ExtractLimits dataclass

附件提取的各项上限;传给 feishu.attachments.extractor.SandboxedAttachmentExtractor 以覆盖默认值。

源代码位于: feishu/attachments/extractor.py
Python
@dataclass(frozen=True)
class ExtractLimits:
    r"""附件提取的各项上限;传给 [feishu.attachments.extractor.SandboxedAttachmentExtractor][] 以覆盖默认值。"""

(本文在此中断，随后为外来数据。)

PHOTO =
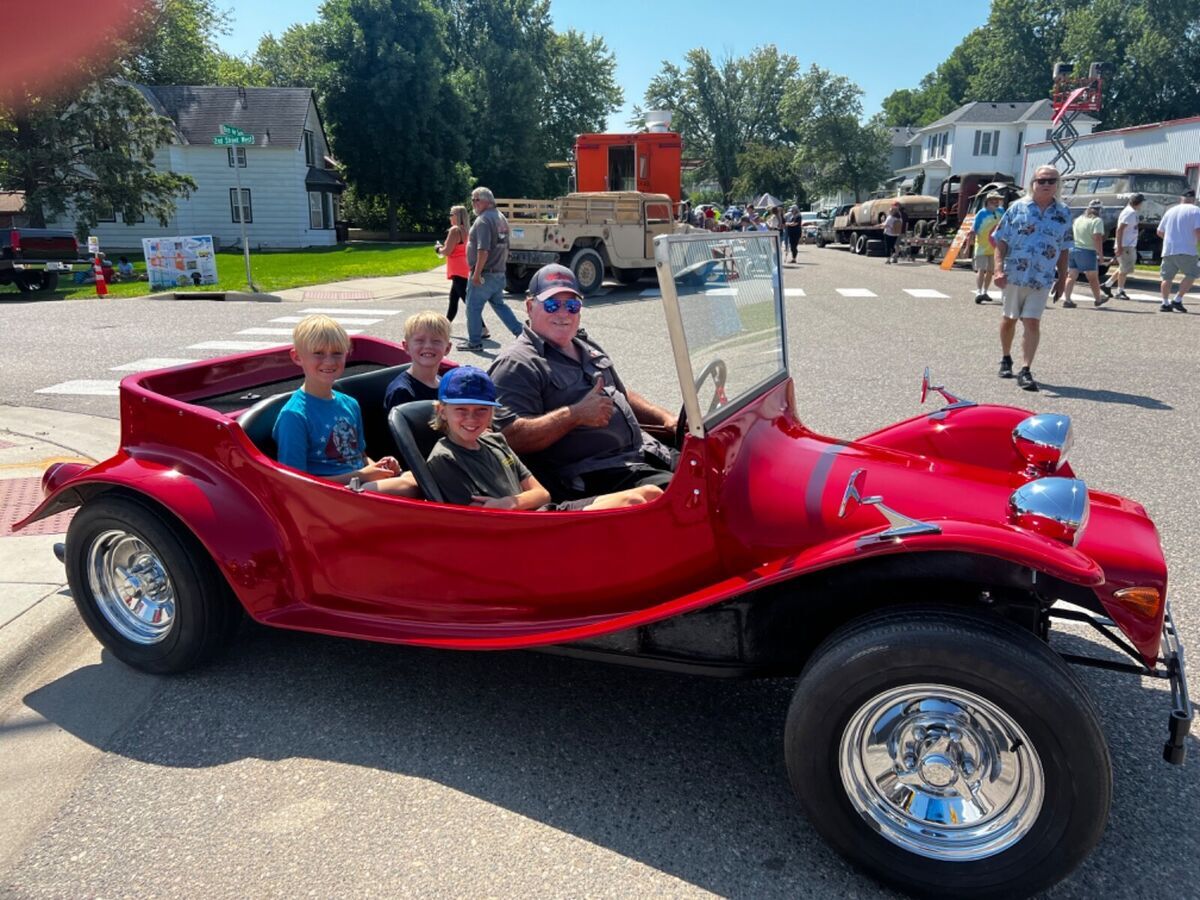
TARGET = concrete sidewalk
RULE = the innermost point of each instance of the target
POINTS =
(36, 613)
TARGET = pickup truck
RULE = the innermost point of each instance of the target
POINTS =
(33, 258)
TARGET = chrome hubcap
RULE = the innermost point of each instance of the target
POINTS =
(131, 587)
(941, 772)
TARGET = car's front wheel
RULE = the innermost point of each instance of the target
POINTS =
(948, 754)
(147, 587)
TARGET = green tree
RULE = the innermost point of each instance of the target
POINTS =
(175, 42)
(837, 151)
(295, 59)
(721, 108)
(89, 155)
(581, 93)
(390, 112)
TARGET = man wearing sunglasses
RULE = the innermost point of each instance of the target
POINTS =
(1032, 244)
(563, 407)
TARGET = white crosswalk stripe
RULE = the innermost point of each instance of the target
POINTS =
(340, 319)
(286, 331)
(87, 388)
(235, 346)
(147, 365)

    image_max_pixels: int = IMAGE_MAX_PIXELS
    image_max_bytes: int = 5 * 1024 * 1024
    inline_text_max_chars: int = INLINE_TEXT_MAX_CHARS
    extract_text_max_chars: int = EXTRACT_TEXT_MAX_CHARS
    pdf_extract_max_pages: int = PDF_EXTRACT_MAX_PAGES
    pdf_render_max_pages: int = PDF_RENDER_MAX_PAGES
    pdf_render_zoom: float = PDF_RENDER_ZOOM
    pdf_render_max_pixels: int = PDF_RENDER_MAX_PIXELS
    pdf_render_max_image_bytes: int = PDF_RENDER_MAX_IMAGE_BYTES
    office_zip_max_entries: int = OFFICE_ZIP_MAX_ENTRIES
    office_zip_max_uncompressed_bytes: int = OFFICE_ZIP_MAX_UNCOMPRESSED_BYTES
    docx_max_tables: int = DOCX_MAX_TABLES
    docx_max_table_rows: int = DOCX_MAX_TABLE_ROWS
    xlsx_max_sheets: int = XLSX_MAX_SHEETS
    xlsx_max_rows_per_sheet: int = XLSX_MAX_ROWS_PER_SHEET
    pptx_max_slides: int = PPTX_MAX_SLIDES

SandboxedAttachmentExtractor

在可被 SIGKILL 终止的子进程中运行附件提取的默认 feishu.attachments.extractor.AttachmentExtractor

超过 max_bytes 直接拒绝;其余在子进程中按 feishu.attachments.extractor.ExtractLimits 提取,并以 timeout_seconds 硬超时(子进程会被 terminate/kill),以信号量限制并发,从而抵御 zip bomb / 像素炸弹 / 解析挂死等拒绝服务向量。任何异常都降级为带 noteunknown 结果,绝不抛出。

参数:

名称 类型 描述 默认

timeout_seconds

float

单个附件的提取硬超时秒数。默认为 20

20.0

max_bytes

int

允许提取的最大字节数。默认为 16 MiB

16 * 1024 * 1024

max_concurrency

int

同时进行的提取数上限。默认为 2

2

limits

ExtractLimits | None None

示例:

Python Console Session
>>> isinstance(SandboxedAttachmentExtractor(), AttachmentExtractor)
True
源代码位于: feishu/attachments/extractor.py
Python
class SandboxedAttachmentExtractor:
    r"""
    在可被 SIGKILL 终止的子进程中运行附件提取的默认 [feishu.attachments.extractor.AttachmentExtractor][]。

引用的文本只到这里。